Now we have these commercial companies with vehicles more likely to put "people" into space than NASA rockets. By people I mean you, me, businessmen, academics, even my daughter. My daughter now has the chance to get "out there" that she would never receive under yet another NASA program designed to put a select cadre of astronauts into space. She actually has something to dream for that is far more inspiring than anything NASA has offered me in all of my time on this earth. There is finally the opportunity for growing commercial activity in LEO and (with the infrastructure proposed in this budget) beyond.

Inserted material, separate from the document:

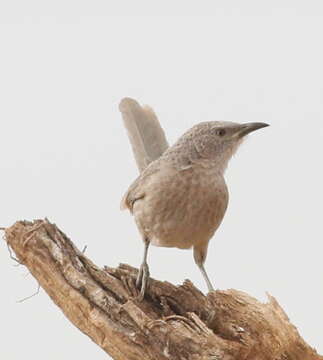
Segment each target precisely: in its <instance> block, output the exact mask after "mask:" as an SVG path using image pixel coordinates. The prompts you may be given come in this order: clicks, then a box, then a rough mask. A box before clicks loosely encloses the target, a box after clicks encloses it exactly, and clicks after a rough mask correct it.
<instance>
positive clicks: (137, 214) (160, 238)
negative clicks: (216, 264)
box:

I've heard plenty of arguments over the past couple of days regarding NASA. The opposing arguments can be summed up in the following categories:

*Jobs.
My retort: The problem with NASA is that it is TREATED AS A JOBS PROGRAM. You don't get a good program by creating make-work. You get it by producing maximum capability for minimum cost. It's called efficiency. If you're putting jobs above progress as a space fairing civilization, then you're hanging out in the wrong crowd. The two are not mutually inclusive. If you want to create jobs then I suggest finding another economic sector where you can pay people to stand around in a circle and yank their poles. There are plenty of others that are far less likely to be cut than our floundering space agency.

*The end of human spaceflight at NASA.
I only need to point out that this is an outright lie.

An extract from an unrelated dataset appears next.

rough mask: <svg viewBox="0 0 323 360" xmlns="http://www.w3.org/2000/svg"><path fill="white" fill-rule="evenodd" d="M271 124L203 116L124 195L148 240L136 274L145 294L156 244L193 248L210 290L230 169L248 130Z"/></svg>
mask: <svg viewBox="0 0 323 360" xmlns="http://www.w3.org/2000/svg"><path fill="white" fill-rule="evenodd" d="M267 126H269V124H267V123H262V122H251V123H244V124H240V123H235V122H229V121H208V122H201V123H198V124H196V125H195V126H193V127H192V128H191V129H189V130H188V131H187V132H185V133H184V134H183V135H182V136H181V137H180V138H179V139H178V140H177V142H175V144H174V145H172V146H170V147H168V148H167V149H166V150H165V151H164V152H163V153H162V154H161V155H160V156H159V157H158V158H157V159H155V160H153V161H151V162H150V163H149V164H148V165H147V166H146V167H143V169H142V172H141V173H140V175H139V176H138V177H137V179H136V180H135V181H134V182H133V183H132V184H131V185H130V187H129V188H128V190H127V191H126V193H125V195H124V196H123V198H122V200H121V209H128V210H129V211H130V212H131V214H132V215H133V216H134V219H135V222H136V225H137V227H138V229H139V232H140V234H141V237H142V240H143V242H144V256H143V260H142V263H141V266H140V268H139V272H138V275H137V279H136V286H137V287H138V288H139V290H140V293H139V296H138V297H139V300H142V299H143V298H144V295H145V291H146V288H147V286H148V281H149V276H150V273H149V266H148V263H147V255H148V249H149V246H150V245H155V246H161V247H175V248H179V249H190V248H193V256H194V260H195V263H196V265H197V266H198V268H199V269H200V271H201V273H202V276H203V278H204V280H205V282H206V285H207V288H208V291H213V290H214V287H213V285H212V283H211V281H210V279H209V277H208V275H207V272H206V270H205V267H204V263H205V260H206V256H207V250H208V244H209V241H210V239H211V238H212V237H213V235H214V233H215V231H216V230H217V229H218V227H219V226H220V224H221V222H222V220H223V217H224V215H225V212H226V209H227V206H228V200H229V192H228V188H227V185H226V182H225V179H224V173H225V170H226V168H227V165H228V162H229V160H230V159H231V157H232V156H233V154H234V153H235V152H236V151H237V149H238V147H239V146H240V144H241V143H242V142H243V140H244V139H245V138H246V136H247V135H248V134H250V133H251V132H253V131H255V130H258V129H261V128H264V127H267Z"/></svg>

*The end of US leadership in space.
Being a geopolitical playboy is not making progress towards becoming a space fairing civilization or towards the development of the moon. This is called Flags and Footprints. You plant your flags, you leave your footprints, then your program gets canceled because it was never designed to have any real world applications outside of an international pissing contest. The Russians required that their vehicles have a useful purpose beyond prestige that would justify the cost. Those vehicles are still flying FORTY FOUR years later. If your definition of "leadership" amounts to pizazz and flare, then we'll be losing it. If your definition of leadership means sustainability, justifiable budgets, maximum capability for minimum cost, and actual usefulness then we lost our leadership forty four years ago and are finally moving towards taking it back.

*General outrage and crushed dreams.
My retort: If you can't articulate a proper argument, you end up looking foolish. I saw one guy talk about moving to China, and the next day he was contemplating suicide. For god's sake people, get a grip. If you hedge your dreams on anything funded by congress you are asking to get the rug pulled out from under you.

Take a moment to look at the Purpose section on MoonSociety.org

"The objectives of this Society shall be, but are not limited to:

* The creation of a space-faring civilization which will establish communities on the Moon; promotion of large-scale industrialization and private enterprise on the Moon;"

Very first bullet. It was not, nor was it ever, the job of NASA to advance us towards a space fairing civilization, establish communities on the moon, industrialization on the moon, or private enterprise on the moon. NASA is a geopolitical tool. Remember that. Only now is that tool being used in a way that might actually open up space development and make such a civilization possible. We're looking at a return to the days of NACA, and this has been long, long overdue.

[update]
Apparently the blogosphere is alive with this topic. I should check it more often.
Rand Simberg has some good commentary with a variety of links to other analysis.
[update]
Al Globus comments on Obama's space policy with far more tact than I can muster.

1 comment:

RB said...

I don't know what happened that makes us so less capable of building an HLV on time and within budget than we were in the 1960s, but obviously something did.

That aside, I agree with your points. It makes more sense for the gov't to hire space truckers than to build its own fleet.